The committee said hospitals’ allocations in 2014 were $23 million and yet they had an outstanding debt of $36,4 million, which meant that the allocated $23 million had been wiped up by the debt resulting in a financial gap of $12 million.

Community Working Group on Health (CWGH) executive director Itai Rusike said their research on MoHCC allocations for the past years had noted gross inadequacy of the allocated funds, ranging from 2,4% to a highest of 9,6% in 2010, seriously compromising effective planning and implementation of programmes.

“In 2013, the budget allocation responded to 52,6% of the Ministry’s requirements, while this dropped to 47% in the 2014 budget allocation which has left the ministry with an unfunded gap of 53%, translating to $374 995 000,” Rusike said.

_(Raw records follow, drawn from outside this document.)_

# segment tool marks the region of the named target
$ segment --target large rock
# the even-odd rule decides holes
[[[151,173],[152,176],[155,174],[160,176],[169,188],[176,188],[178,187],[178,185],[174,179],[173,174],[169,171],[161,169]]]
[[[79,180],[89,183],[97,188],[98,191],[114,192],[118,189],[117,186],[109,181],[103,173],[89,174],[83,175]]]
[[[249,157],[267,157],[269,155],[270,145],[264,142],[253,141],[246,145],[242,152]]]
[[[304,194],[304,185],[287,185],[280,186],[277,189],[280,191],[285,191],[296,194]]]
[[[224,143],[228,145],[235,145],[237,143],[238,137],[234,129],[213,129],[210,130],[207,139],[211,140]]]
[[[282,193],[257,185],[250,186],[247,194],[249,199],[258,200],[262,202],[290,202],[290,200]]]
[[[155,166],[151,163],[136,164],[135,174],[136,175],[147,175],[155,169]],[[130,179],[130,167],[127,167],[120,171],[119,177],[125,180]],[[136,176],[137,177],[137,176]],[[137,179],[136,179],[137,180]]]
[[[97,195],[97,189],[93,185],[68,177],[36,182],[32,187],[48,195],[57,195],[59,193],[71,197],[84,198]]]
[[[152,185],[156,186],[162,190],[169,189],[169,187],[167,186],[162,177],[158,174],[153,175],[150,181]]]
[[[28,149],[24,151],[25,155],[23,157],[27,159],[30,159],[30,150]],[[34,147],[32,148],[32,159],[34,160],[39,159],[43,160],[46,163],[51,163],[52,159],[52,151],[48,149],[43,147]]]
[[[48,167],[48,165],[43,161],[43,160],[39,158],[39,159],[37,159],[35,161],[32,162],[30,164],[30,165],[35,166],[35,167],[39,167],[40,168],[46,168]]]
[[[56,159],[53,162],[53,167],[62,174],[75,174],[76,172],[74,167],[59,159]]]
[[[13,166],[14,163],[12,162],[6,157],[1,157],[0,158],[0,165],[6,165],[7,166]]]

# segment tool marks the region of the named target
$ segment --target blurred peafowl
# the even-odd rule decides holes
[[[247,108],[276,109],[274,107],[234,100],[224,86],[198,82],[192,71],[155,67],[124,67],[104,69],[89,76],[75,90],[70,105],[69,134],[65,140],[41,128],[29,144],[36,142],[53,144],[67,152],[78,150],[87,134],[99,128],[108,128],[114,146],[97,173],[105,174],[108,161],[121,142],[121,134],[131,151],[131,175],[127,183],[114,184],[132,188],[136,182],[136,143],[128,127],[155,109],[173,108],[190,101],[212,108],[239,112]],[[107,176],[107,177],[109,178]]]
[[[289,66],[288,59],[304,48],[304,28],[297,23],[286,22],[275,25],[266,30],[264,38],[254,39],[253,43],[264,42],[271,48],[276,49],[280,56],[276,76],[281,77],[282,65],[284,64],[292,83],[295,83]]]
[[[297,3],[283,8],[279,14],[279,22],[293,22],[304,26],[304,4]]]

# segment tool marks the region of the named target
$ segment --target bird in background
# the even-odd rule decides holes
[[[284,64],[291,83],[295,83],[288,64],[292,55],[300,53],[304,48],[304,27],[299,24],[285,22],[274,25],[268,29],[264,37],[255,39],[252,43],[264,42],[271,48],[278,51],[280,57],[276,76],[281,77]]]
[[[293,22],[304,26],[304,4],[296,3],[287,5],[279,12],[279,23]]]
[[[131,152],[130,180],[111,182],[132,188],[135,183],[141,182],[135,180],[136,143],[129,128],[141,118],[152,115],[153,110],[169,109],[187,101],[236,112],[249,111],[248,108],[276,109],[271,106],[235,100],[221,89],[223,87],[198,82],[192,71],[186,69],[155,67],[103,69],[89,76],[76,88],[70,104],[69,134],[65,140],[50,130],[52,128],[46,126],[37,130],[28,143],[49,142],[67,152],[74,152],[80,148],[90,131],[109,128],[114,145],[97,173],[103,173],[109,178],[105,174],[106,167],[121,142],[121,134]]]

“As at 30 June, 37,8% of the allocated budget had been received. Most of this went to cover salaries and previous year’s debts, (utilities, oxygen, blood, suppliers). Only five out of 16 programmes have received some funding and this severely compromises service provision.”

Health pressure group Citizens Health Watch (CHW) said there was need to curb the issue of expiry of drugs at some rural hospitals.

“We need a computerised system that ensures that drug disbursements are in real time. This will address wastage and even corrupt tendencies in our drug management systems. We need a systematic and consistent auditing system of our drugs, not a system that exposes patients to danger,” CHW said.